Estos hombres, en principio no sabían nada de las mujeres con las que se tenían que comunicar, a excepción, por supuesto, de lo que el experimentador les decía.

A todos los participantes se les mostró una foto de la señorita con la que debían hablar.

A la mitad de ellos se les mostro la imagen de una damisela muy agraciada y voluptuosa. A la otra mitad, se les mostró una imagen de una damisela muy desgraciada y horrorosa.

Ambos retratos utilizados eran falsos, vale aclarar.

Luego dejaron que cada cual realizara su cometido mientras se disponían a grabar las conversaciones.

Hay que tener mucho cuidado con lo que pensamos de los demás, porque puede inducirlos a comportarse en forma acorde a nuestras expectativas

¿Qué es lo que descubrieron estos ocurrentes psicólogos?

Pues bien, escuchando detenidamente las cintas en un análisis posterior, pudieron observar que las mujeres que se suponía que eran bellas, hablaban como si realmente lo fueran. Sus voces se notaban impostadas, más cercanas a un tono coqueto o llanamente seductor.

¿Estaban estas chicas representando un personaje?

De ninguna manera. Ellas no sabían que eran parte de un experimento, no habían recibido ninguna instrucción ni entrenamiento especial. Ni siquiera sabían que se las iba a llamar. Se trataba simplemente de mujeres comunes conversando con un desconocido que acaba de contactarlas por teléfono.
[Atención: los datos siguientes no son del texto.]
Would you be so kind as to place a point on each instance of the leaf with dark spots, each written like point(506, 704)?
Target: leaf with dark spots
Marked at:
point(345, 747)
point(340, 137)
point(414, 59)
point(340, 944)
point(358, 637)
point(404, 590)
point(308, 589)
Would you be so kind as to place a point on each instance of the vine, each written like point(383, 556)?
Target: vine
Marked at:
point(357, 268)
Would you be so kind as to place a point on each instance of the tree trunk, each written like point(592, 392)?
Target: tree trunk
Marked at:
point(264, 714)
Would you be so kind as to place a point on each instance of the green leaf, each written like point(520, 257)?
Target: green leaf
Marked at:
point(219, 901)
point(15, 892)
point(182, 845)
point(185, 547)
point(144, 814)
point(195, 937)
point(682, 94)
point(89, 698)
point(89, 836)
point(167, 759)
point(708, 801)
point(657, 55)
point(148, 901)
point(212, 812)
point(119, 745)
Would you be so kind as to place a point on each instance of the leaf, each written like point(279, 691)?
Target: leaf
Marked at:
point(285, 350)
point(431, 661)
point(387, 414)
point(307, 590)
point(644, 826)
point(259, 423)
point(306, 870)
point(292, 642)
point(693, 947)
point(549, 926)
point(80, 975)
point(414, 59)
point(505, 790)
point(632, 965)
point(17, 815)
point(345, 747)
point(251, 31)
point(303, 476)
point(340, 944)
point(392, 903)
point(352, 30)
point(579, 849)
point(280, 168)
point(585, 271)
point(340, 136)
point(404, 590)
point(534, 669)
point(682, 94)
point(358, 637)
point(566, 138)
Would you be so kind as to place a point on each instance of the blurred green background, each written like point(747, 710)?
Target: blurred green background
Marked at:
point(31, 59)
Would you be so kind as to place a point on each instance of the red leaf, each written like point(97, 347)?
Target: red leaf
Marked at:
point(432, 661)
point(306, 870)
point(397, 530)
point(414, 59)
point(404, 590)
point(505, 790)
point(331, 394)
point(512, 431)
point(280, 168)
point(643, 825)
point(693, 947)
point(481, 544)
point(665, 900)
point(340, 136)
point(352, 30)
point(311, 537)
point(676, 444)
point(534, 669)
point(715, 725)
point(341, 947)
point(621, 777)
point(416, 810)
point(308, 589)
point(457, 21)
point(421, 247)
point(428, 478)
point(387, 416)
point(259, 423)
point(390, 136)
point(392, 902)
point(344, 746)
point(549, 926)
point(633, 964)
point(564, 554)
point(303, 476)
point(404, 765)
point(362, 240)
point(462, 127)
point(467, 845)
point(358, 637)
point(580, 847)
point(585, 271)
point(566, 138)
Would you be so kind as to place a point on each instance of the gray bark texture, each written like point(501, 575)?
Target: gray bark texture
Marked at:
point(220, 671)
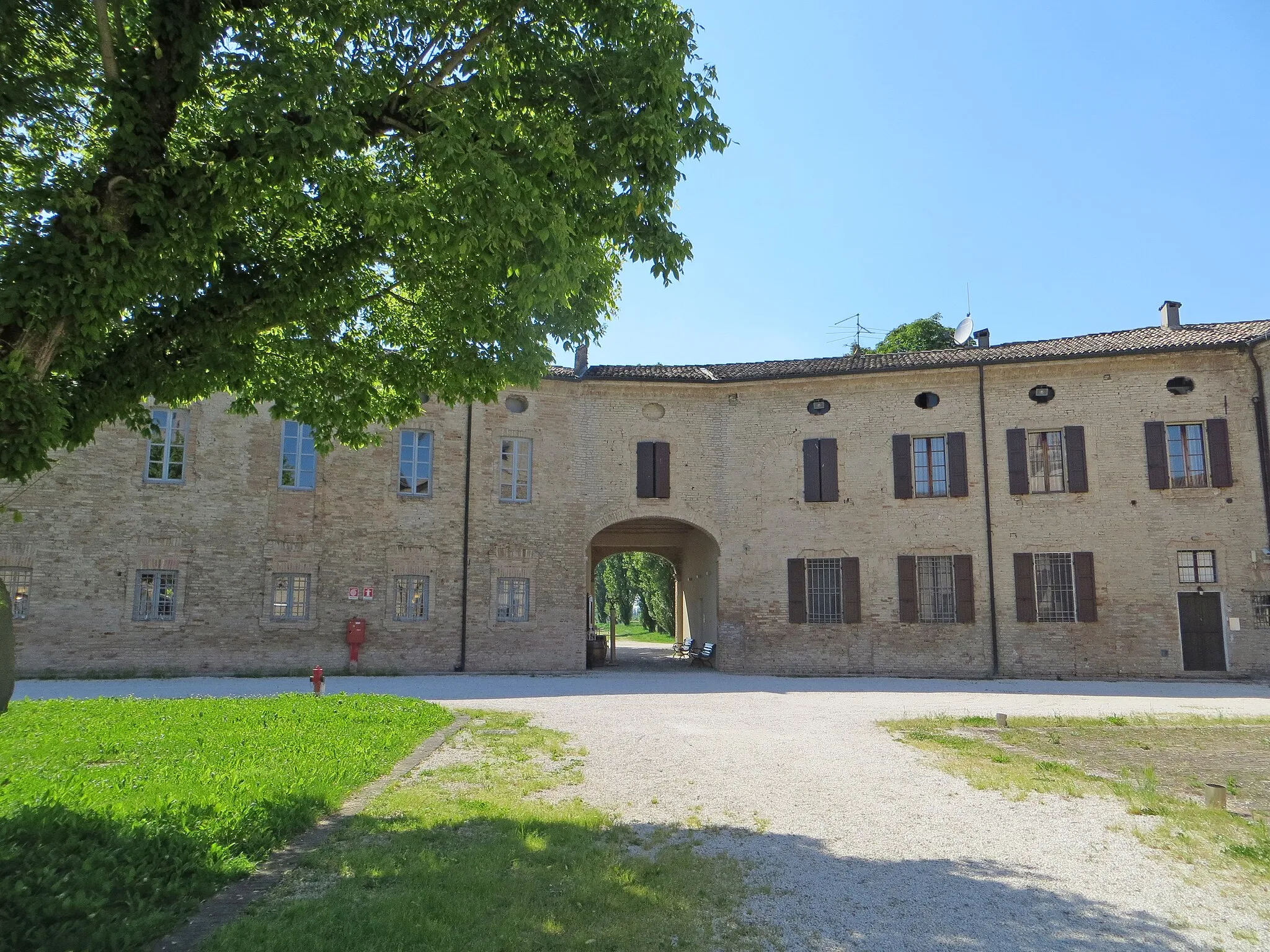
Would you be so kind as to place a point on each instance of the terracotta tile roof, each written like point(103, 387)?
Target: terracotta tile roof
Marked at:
point(1137, 340)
Fueron sin duda las expectativas de los hombres las que indujeron a las mujeres a comportarse de esa manera. Cuando los participantes pensaban que estaban hablando con una autentica belleza etrusca, la trataban con mayor amabilidad y usando un tono de voz más cálido y cordial.

Este trato diferencial que recibían las señoritas en cuestión, las predisponía a comportarse como si realmente lo fueran hermoss, asumiendo un rol mucho más elegante y agradable en comparación al grupo de chicas que se suponía que eran feas.

Hay que tener mucho cuidado con lo que pensamos de los demás, porque puede inducirlos a comportarse en forma acorde a nuestras expectativas.

Usualmente el tipo de trato que recibimos de otras personas refleja la manera en que nosotros las hemos tratado a ellas.